Would-be president Al Gore gave a stirring speech at New York University this week, unleashing one of the most passionate condemnations of the Bush administration.

Gore lambasted the Bush administration for "twisted values and atrocious policies," the media widely reported.

"He has created more anger and righteous indignation against us as Americans than any leader of our country in the 228 years of our existence as a nation," he charged.

New York Times columnist Maureen Dowd fires her opening salvo:

An outraged president called yesterday for the immediate resignations of Donald Rumsfeld, Paul Wolfowitz, George Tenet, Condoleezza Rice, Douglas Feith and Stephen Cambone.

Unfortunately, it wasn't the president in the White House.

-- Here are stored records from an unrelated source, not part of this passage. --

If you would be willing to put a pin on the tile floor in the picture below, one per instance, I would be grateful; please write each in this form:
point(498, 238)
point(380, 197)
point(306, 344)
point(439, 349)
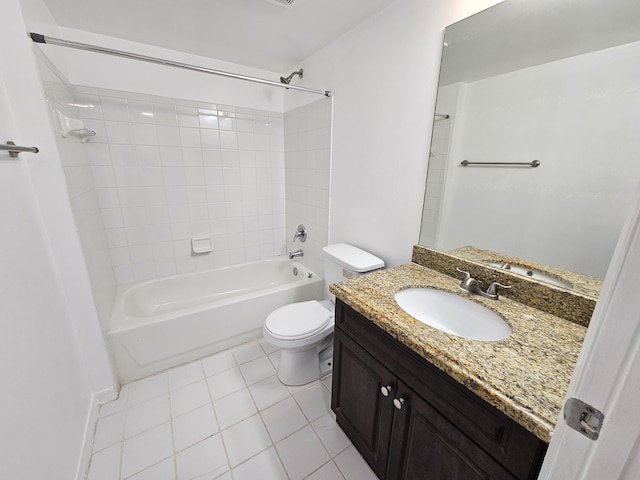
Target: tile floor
point(223, 417)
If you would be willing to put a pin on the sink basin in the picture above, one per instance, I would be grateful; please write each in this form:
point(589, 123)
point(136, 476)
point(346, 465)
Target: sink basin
point(453, 314)
point(531, 273)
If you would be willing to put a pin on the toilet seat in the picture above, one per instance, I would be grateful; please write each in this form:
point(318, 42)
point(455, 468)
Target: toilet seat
point(297, 321)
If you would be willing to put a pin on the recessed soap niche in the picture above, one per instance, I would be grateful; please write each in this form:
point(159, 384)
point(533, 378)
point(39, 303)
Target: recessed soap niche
point(74, 128)
point(201, 245)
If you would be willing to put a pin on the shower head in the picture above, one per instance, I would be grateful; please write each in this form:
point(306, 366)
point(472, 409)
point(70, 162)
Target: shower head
point(287, 80)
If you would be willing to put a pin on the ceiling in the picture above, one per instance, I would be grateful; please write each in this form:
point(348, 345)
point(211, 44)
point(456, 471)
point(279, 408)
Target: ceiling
point(257, 33)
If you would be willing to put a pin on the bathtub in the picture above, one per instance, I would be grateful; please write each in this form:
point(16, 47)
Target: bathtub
point(162, 323)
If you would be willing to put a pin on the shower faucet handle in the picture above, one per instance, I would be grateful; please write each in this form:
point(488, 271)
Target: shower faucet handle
point(301, 233)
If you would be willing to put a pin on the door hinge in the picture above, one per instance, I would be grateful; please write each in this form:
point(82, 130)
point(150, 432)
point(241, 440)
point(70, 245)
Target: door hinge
point(583, 418)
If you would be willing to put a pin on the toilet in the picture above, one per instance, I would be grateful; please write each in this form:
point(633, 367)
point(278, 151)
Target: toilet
point(303, 330)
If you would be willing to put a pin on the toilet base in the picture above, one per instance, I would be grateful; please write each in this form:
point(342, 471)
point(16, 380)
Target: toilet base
point(299, 368)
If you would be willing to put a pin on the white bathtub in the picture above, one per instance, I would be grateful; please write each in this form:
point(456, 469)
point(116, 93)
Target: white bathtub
point(162, 323)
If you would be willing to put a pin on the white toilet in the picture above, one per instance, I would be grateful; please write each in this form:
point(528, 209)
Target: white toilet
point(303, 330)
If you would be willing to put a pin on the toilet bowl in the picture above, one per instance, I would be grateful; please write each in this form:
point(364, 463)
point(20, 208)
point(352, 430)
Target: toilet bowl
point(303, 331)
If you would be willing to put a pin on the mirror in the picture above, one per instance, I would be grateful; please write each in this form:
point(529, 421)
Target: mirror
point(551, 80)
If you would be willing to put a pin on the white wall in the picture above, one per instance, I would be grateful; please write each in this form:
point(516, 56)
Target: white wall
point(580, 121)
point(383, 75)
point(52, 357)
point(105, 71)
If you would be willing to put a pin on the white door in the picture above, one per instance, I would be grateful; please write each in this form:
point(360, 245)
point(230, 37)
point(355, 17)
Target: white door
point(607, 377)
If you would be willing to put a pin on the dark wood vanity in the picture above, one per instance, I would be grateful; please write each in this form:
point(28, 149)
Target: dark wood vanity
point(410, 420)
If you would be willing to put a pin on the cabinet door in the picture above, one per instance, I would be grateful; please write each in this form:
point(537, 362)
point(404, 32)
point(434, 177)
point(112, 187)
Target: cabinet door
point(427, 446)
point(361, 409)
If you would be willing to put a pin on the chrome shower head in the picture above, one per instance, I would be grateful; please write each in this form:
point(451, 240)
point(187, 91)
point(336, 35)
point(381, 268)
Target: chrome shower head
point(287, 80)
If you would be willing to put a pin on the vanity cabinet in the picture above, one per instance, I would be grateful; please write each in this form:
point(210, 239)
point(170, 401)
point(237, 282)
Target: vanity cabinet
point(409, 420)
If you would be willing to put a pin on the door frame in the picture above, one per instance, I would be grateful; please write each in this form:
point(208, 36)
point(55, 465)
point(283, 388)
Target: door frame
point(607, 375)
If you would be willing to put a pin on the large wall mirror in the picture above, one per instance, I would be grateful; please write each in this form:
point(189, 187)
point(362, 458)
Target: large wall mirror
point(556, 81)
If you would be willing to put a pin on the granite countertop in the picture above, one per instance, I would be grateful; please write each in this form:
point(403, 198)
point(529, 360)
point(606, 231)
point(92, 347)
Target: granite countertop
point(526, 375)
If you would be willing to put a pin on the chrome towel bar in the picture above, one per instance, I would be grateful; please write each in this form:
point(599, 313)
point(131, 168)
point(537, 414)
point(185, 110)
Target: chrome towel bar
point(532, 164)
point(14, 150)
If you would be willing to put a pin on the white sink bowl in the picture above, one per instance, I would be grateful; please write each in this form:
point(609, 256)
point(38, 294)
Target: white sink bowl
point(453, 314)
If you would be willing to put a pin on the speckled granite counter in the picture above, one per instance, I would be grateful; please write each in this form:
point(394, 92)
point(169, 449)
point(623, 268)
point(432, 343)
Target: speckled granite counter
point(581, 284)
point(525, 376)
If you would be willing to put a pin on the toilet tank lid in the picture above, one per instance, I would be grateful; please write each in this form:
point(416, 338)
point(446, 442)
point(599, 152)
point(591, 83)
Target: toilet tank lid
point(352, 258)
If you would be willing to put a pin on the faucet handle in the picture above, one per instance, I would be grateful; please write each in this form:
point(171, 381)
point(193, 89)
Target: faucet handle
point(301, 233)
point(467, 275)
point(493, 288)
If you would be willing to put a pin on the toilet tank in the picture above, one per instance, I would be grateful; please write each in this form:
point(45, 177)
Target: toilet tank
point(343, 261)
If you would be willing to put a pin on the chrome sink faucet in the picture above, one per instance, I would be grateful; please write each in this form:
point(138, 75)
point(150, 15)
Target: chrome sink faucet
point(472, 285)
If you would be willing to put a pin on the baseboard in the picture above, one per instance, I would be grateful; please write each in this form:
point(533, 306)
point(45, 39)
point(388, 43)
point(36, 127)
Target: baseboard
point(97, 399)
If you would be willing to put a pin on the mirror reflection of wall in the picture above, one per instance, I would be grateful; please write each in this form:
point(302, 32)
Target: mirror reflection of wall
point(575, 106)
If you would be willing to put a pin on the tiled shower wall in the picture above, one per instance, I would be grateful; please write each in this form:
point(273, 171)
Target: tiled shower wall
point(83, 195)
point(161, 171)
point(167, 170)
point(307, 161)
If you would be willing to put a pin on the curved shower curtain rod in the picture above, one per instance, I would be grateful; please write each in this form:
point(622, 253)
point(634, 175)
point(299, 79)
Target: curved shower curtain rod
point(39, 38)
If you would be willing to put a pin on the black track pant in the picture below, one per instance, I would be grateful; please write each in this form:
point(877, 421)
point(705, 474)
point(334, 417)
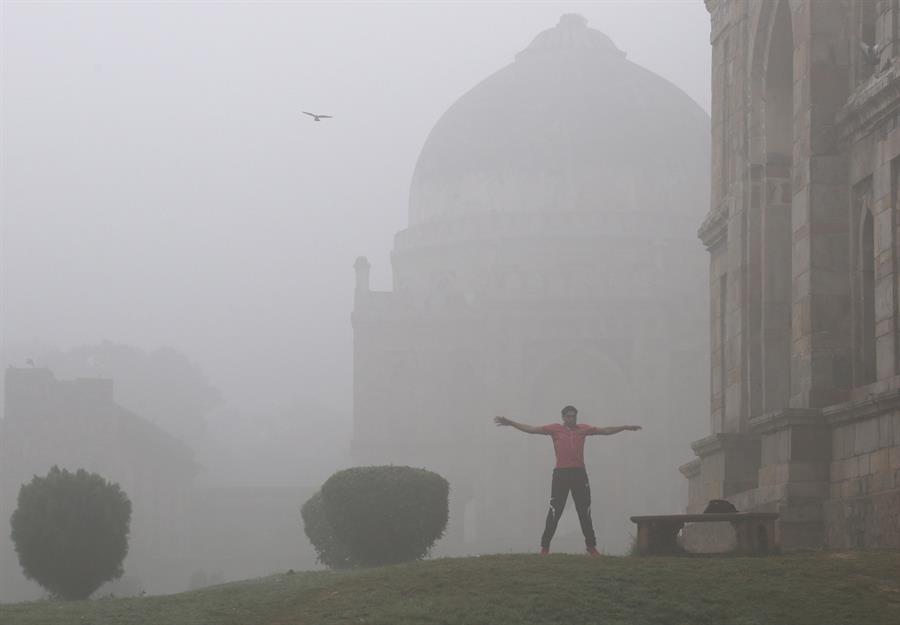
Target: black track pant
point(565, 480)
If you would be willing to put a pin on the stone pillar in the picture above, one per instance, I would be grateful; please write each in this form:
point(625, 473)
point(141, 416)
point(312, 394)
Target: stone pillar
point(821, 286)
point(794, 473)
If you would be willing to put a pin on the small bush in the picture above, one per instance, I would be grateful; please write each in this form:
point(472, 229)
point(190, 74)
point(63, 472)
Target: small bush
point(377, 515)
point(329, 550)
point(387, 514)
point(70, 531)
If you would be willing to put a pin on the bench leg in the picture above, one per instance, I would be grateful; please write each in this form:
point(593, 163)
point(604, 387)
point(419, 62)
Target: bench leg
point(658, 537)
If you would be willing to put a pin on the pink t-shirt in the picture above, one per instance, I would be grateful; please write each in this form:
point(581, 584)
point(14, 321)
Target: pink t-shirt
point(568, 443)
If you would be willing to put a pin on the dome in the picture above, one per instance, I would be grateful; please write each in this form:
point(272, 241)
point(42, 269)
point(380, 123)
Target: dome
point(570, 126)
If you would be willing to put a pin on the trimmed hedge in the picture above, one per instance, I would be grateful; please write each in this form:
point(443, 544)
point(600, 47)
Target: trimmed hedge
point(329, 550)
point(377, 515)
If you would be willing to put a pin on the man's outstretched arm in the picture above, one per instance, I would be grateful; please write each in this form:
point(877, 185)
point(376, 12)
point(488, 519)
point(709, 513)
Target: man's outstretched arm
point(530, 429)
point(614, 430)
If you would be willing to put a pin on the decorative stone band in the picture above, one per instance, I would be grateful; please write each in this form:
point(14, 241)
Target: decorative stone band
point(872, 103)
point(859, 410)
point(719, 442)
point(786, 418)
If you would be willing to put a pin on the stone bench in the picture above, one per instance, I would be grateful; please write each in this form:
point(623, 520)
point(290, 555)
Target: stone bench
point(755, 531)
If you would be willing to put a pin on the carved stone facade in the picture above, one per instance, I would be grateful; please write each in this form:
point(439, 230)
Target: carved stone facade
point(803, 235)
point(550, 259)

It was the shadow president, the one who won the popular vote.



Bob Herbert of The New York Times gives weight to some of Gore's recent positions, writing:

In the view of Mr. Gore (and many others), the essential problem has been the triumph in the Bush crowd of ideology over reality. The true believers knew everything better than everybody else, and the arrogance born of that certainty led, step by tragic step, to the war with no exit doors that we are locked in today.

That arrogance gave rise to the Bush doctrine of pre-emptive war, the contempt for international agreements like the Geneva Conventions, the dismissal of concerns by some of the highest-ranking military professionals about the way a war in Iraq should be fought and the willingness of top administration figures to blow smoke in the eyes of ordinary Americans who were traumatized by Sept. 11 and worried about the possibility of further terrorist attacks.

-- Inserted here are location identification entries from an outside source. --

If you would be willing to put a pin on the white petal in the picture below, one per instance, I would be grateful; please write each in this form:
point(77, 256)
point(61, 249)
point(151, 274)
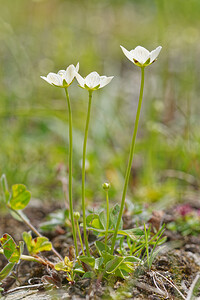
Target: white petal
point(61, 73)
point(154, 54)
point(104, 80)
point(45, 78)
point(127, 53)
point(55, 79)
point(70, 74)
point(92, 80)
point(80, 80)
point(140, 54)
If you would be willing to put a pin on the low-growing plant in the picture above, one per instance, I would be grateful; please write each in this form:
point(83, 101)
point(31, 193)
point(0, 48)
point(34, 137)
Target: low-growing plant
point(116, 251)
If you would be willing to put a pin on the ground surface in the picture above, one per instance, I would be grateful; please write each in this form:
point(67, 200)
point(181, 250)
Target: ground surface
point(173, 270)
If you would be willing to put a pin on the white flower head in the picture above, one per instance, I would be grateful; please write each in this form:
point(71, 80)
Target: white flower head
point(93, 81)
point(140, 56)
point(63, 78)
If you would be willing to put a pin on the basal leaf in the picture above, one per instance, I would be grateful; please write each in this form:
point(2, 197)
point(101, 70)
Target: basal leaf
point(10, 249)
point(101, 247)
point(87, 260)
point(4, 184)
point(36, 245)
point(20, 197)
point(93, 221)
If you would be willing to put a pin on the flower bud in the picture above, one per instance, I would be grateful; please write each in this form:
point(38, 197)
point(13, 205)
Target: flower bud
point(76, 216)
point(106, 186)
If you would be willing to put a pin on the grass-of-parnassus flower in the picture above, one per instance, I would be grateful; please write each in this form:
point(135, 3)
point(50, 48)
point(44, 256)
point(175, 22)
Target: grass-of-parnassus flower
point(63, 79)
point(91, 82)
point(142, 58)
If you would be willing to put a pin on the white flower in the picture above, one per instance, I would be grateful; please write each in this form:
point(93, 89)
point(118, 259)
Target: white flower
point(141, 56)
point(63, 78)
point(93, 81)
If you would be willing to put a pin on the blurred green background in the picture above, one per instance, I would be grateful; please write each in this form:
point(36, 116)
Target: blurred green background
point(38, 37)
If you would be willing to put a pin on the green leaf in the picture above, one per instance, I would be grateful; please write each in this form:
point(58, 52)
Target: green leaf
point(132, 233)
point(101, 247)
point(114, 264)
point(93, 221)
point(114, 216)
point(6, 270)
point(20, 197)
point(36, 245)
point(11, 251)
point(98, 263)
point(4, 184)
point(90, 261)
point(131, 259)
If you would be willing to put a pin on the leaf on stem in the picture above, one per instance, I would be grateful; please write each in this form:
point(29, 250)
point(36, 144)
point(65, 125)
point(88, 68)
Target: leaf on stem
point(20, 197)
point(36, 245)
point(11, 251)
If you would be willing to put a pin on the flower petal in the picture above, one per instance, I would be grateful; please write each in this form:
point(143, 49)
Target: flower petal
point(154, 54)
point(140, 54)
point(77, 67)
point(104, 80)
point(127, 53)
point(70, 74)
point(61, 72)
point(80, 80)
point(45, 78)
point(92, 80)
point(55, 79)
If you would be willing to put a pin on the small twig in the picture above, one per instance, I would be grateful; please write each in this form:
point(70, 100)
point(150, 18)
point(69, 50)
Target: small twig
point(172, 284)
point(26, 221)
point(32, 286)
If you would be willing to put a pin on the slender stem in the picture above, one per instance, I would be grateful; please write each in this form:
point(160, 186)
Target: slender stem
point(107, 221)
point(146, 244)
point(83, 173)
point(70, 173)
point(128, 170)
point(27, 222)
point(27, 257)
point(80, 238)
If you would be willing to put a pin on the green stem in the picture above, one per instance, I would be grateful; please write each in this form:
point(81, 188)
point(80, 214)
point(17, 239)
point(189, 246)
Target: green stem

"The same preference for ideology over reality has turned trillion-dollar surpluses into multitrillion-dollar deficits," said Mr. Gore. "And that same approach has led to the locking up of American citizens without recourse to lawyers or access to courts or even a right of their families to know they're being held in secret."


Herbert then challenges Gore's critics to "challenge him on his facts."

Gore's assessment, via Herbert's op-ed piece, of what it the United States represents was goosebump-inducing.

"What makes the United States special in the history of nations is our commitment to the rule of law and our carefully constructed system of checks and balances. Our natural distrust of concentrated power and our devotion to openness and democracy are what have led us as a people to consistently choose good over evil in our collective aspirations, more than the people of any other nation."

Curiously, I can't seem to find the text of his speech on the Web, so if someone has it, please let me know where to find it.